Expert witnesses are often called in patent infringement matters to present evidence to the court on technical issues and the merits of the invention covered by the patent. The selection of technical experts in patent disputes is an issue where South African courts have given guidance in the past on the criteria that they apply in making an assessment as to whether the witness is indeed an expert in the field of technology covered by the patent.
This issue came to the fore again in the judgement issued by the South African Supreme Court of Appeal in the matter of I O Tech Manufacturing (Pty) Ltd v Gallagher Group Ltd (872/12)  SASCA 180 (29 November 2013).
There is nothing particularly exciting about the judgement that was handed down in this matter, as it didn’t establish new law. What is interesting though is that in dealing with a patent infringement matter the Court had to consider the evidence that was provided by an expert witness. The technology in question was not particularly challenging for someone schooled in the fields of electronics or electrical engineering. That having been said, the Court rejected the evidence led by the expert even though he was a qualified electrical engineer. The Court didn’t consider his evidence of any particular value as he had not established himself as an expert in the field of technology covered by the patent.
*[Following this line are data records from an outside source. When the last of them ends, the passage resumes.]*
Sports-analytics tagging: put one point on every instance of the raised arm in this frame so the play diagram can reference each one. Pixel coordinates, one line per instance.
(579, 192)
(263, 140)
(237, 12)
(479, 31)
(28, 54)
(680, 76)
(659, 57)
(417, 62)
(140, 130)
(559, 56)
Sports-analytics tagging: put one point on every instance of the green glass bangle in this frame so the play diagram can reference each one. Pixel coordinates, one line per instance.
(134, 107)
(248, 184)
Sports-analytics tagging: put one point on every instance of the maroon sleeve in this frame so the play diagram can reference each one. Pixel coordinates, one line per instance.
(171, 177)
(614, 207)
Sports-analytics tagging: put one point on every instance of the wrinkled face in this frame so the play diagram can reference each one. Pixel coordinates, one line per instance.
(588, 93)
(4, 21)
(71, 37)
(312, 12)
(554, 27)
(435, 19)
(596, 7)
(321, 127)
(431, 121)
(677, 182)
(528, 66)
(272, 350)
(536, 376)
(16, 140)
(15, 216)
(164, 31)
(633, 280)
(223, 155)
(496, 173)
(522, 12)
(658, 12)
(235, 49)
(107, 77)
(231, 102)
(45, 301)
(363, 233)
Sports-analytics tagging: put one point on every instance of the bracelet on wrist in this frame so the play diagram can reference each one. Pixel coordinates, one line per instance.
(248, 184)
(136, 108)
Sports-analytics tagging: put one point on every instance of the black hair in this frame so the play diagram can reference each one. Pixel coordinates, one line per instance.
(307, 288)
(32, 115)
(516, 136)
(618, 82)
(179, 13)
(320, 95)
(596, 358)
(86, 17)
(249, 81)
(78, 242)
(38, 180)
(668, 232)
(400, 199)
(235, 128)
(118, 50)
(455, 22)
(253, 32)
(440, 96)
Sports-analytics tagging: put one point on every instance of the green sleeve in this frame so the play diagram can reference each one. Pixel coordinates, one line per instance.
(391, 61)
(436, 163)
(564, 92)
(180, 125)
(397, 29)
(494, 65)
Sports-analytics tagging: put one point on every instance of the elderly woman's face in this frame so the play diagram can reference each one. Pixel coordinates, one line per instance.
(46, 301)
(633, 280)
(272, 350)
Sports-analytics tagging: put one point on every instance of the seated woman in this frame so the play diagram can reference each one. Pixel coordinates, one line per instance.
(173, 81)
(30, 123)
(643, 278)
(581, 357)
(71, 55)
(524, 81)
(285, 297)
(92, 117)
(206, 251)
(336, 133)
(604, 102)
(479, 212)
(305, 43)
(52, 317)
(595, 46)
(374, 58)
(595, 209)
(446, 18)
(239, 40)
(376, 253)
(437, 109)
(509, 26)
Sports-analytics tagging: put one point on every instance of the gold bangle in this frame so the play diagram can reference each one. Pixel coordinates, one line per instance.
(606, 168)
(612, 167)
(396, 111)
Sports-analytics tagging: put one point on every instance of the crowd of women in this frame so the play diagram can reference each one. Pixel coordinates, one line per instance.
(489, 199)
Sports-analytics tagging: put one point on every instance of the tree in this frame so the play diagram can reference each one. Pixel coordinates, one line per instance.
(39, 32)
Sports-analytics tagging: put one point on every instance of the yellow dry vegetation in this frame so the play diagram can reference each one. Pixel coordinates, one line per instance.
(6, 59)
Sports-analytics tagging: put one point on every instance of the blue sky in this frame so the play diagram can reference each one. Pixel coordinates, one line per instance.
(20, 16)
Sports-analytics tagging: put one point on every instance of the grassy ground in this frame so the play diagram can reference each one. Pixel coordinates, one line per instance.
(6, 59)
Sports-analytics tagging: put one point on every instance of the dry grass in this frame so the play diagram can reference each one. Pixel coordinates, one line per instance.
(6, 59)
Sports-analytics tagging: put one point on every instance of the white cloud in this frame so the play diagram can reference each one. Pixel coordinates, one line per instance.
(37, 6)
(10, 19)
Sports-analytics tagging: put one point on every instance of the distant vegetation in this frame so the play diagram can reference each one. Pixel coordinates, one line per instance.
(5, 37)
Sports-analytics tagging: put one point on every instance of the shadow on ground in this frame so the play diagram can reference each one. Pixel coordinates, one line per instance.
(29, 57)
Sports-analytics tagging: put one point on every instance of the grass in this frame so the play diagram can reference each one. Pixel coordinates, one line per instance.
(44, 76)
As it turns out, the decision of the Court didn’t turn on this issue and the patent was held not to be infringed. However, the judgement does provide a useful reminder that the selection of appropriately qualified and skilled expert witnesses in any patent dispute requires careful attention to the criteria that our courts apply in acknowledging a witness’s expertise. Having someone that is generally qualified in a field of engineering is not sufficient to constitute an expert witness – they should also show particular expertise in the specific field of technology covered by the patent.